Additionally we can test for the fourth metallic mean by multiplying $L_5$ by $\sigma_4$ ($\varphi^3$), where $\sigma_4 = 4.23606$,

$$\sigma_4 \cdot L_5 = \{ 1.90211, 3.07768, 4.97979, 8.05748 \}$$

and we find that only one is a member of $L_5$:

$$M_{\sigma_4} = \{ 1.90211 \} \text.$$

## Program

install required packages: pip3 install -r requirements.txt

usage: main.py [-h] [--dps DPS] [--buffer BUFFER] [-s] n mean_id

positional arguments:
n                   # of sides for regular polygon
mean_id             metallic mean to test for

optional arguments:
-h, --help          show this help message and exit
--dps DPS           decimal precision [default: 50]
--buffer BUFFER     decimal precision buffer [default: 5]
-s, --show_matches  show matches

examples:
python3 main.py 5 1
python3 main.py 8 2
python3 main.py 13 3

The program is written in Python3.7 using mpmath for arbitrary-precision. mpmath is required because double-precision has an insufficient number of significant digits to account for the very tiny variations in lengths which result in false positives.

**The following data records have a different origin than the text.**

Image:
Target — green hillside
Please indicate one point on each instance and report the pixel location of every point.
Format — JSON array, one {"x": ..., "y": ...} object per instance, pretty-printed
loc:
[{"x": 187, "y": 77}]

mpmath is set to 55 decimal-places, an arbitrarily sufficient number, with 5 decimal-places as a buffer to account for minor cumulative computational errors. Then the computed mpmath values are converted to decimal string literals with 50 significant digits allowing for string comparisons of relatively precise decimal values.